O entendimento foi firmado por maioria de votos.

Acompanharam a divergência aberta pelo ministro Ricardo Villas Bôas Cueva o ministro Moura Ribeiro e a ministra Daniela Teixeira.

O que é seguro prestamista?O seguro prestamista é um tipo de seguro contratado para garantir o pagamento de uma dívida caso ocorra algum evento que impeça o devedor de quitá-la.

Entenda o caso

O processo teve origem em ação proposta após a morte do segurado, participante de consórcio administrado pela Honda.

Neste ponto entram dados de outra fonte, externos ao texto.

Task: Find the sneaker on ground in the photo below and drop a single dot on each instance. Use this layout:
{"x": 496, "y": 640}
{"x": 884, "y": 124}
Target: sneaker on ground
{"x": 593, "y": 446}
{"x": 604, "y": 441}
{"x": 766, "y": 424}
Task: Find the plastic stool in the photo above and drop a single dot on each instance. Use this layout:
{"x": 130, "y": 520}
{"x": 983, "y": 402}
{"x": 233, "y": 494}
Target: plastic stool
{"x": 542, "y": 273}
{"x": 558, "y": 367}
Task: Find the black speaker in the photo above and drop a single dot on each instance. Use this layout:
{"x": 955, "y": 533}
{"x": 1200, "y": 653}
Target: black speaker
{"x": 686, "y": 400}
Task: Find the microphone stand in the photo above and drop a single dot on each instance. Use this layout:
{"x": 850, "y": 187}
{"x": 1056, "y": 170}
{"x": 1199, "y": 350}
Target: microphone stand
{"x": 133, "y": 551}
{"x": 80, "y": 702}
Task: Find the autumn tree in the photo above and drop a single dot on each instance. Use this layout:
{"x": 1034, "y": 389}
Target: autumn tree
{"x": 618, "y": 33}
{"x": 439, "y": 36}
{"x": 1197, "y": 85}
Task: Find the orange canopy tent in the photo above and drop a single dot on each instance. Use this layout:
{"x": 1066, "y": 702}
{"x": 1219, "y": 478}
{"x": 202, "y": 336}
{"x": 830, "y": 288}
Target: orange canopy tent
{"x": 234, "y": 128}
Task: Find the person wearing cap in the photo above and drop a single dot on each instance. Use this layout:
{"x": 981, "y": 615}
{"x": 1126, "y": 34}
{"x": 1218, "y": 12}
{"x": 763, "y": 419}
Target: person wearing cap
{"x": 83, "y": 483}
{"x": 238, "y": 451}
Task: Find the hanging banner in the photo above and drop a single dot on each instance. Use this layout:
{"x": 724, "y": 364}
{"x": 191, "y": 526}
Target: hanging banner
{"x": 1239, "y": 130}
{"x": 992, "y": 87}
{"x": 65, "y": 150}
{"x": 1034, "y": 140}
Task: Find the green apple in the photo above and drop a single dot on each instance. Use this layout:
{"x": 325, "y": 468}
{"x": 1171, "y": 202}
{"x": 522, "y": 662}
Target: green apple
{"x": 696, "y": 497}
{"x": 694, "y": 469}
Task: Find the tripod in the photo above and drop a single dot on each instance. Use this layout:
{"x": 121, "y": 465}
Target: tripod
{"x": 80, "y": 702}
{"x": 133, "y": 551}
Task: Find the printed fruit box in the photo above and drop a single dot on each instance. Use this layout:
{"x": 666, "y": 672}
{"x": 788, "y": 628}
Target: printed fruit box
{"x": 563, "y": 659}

Os autores buscaram judicialmente a quitação do seguro prestamista vinculado ao contrato de consórcio.

A sentença reconheceu o direito à cobertura securitária.

Na fase de cumprimento de sentença, porém, o TJ/RS readequou a execução, determinando que a seguradora se limitasse a pagar o saldo devedor ao consórcio, afastando a incidência de correção monetária desde o evento e juros de mora desde a citação.

Diante disso, foi interposto recurso especial ao STJ para discutir se esses encargos deveriam incidir sobre a condenação.

Voto da relatora

Relatora do caso, ministra Nancy Andrighi entendeu que não deveriam incidir juros e correção monetária sobre o valor executado.

Segundo a ministra, a natureza do contrato - seguro prestamista vinculado ao consórcio - seria incompatível com a aplicação de encargos moratórios.

Com esse entendimento, Nancy votou por negar provimento ao recurso especial.

O voto foi acompanhado pelo ministro Humberto Martins.

Divergência

Ministro Ricardo Villas Bôas Cueva abriu divergência ao destacar que, na fase de conhecimento, o contrato foi juridicamente qualificado como seguro de vida em grupo.

Para ele, afastar juros e correção monetária no cumprimento de sentença violaria a coisa julgada, pois alteraria os efeitos do título executivo.

Cueva ressaltou que a jurisprudência do STJ reconhece que o descumprimento de obrigação indenizatória em contrato de seguro de vida enseja a incidência de juros de mora e correção monetária.

O voto foi acompanhado pelo ministro Moura Ribeiro.

Voto-vista

Ministra Daniela Teixeira acompanhou a divergência.

Para a ministra, embora o contrato tenha sido firmado como seguro prestamista vinculado ao consórcio, o título judicial tratou a avença como seguro pessoal de vida, circunstância que deve ser respeitada na fase de execução.

Segundo Daniela, a exclusão dos encargos moratórios contraria diretamente a coisa julgada, pois limita a condenação ao débito contratual.

Ela também destacou que os herdeiros não receberam imediatamente a carta de crédito após o sinistro, o que gerou prejuízo econômico que não pode ser desconsiderado.

Com o voto da ministra Daniela Teixeira, formou-se maioria para dar provimento ao recurso especial, restabelecendo a decisão de primeira instância que havia admitido a incidência de juros de mora e correção monetária.